Implementing characters inside the function
I am new to Sage so probably the question is simple but web search and reading docs did not help so far to find answer. I want to compute Taylor series of certain function that contains character of certain representation inside. As a simple example let's say we want to compute:
$$e^{t*\chi_{Adj}(a)}$$
where $a$ is for example $SU(2)$ matrix. I would like to expand it in series of $t$ and compute coefficient of the singlet representation. I found SageMath WeylCharacterRing method to be impressively effective in computing representations decomposition in irreps and it seems a natural choice for this problem. To solve my problem I take an adjoint representation of SU(2)
G=WeylCharacterRing(['A',1],style="coroots")
ad = G.adjoint_representation()
and try to feed it into symbolic expression
exp(t*ad)
The result is TypeError.

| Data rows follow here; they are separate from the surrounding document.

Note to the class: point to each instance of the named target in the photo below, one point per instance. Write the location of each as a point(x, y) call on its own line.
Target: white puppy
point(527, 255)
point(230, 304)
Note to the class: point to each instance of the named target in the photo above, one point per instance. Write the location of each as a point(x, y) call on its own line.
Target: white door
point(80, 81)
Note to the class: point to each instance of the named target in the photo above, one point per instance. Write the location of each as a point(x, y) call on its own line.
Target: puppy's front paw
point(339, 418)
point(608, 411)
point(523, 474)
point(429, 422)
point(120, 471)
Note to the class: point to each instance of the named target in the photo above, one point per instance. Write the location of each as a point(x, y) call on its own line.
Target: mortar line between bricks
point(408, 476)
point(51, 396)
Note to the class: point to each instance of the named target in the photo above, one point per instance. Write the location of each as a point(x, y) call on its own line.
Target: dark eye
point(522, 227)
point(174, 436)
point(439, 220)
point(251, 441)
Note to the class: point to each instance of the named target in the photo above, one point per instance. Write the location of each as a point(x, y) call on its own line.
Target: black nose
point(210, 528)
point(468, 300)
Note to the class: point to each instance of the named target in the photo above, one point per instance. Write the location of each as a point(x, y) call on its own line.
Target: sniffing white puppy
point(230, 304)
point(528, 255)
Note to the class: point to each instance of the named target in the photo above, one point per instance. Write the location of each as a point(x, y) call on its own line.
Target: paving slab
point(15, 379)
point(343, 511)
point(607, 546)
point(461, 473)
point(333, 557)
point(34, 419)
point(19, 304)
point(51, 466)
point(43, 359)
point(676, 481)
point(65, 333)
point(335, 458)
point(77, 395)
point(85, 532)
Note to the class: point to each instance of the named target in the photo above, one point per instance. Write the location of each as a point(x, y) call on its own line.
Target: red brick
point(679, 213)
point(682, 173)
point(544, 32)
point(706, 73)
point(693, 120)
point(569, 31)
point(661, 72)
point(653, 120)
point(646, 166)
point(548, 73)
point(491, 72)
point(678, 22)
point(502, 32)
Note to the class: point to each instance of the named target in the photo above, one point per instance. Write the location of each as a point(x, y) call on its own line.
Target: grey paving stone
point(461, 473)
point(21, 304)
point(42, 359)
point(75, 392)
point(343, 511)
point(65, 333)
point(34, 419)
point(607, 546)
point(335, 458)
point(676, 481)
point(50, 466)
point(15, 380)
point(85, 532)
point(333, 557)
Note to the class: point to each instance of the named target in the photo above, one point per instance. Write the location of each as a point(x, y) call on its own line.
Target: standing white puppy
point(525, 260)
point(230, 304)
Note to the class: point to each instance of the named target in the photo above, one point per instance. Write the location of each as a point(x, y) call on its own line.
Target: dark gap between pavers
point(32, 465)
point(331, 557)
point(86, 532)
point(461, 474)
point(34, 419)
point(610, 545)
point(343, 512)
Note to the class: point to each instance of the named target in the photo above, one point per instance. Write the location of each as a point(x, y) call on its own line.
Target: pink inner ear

There are two problems both due to the TypeError that I see
1) While ad**n gives me write decomposition if I try the following
t = var('t')
g(t) = t**2
g(ad)
I get TypeError. So ad is of the wrong type to be inside symbolic expression as far as I understand.
2) The same happens if I just try to multiply ad with some symbolic variables
t*ad
The question is if there a way to make objects from WeylCharacterRing to work in symbolic expressions. All I need is to substitute representation characters into an expression containing other symbolic variables and powers of representations and expand in irreps.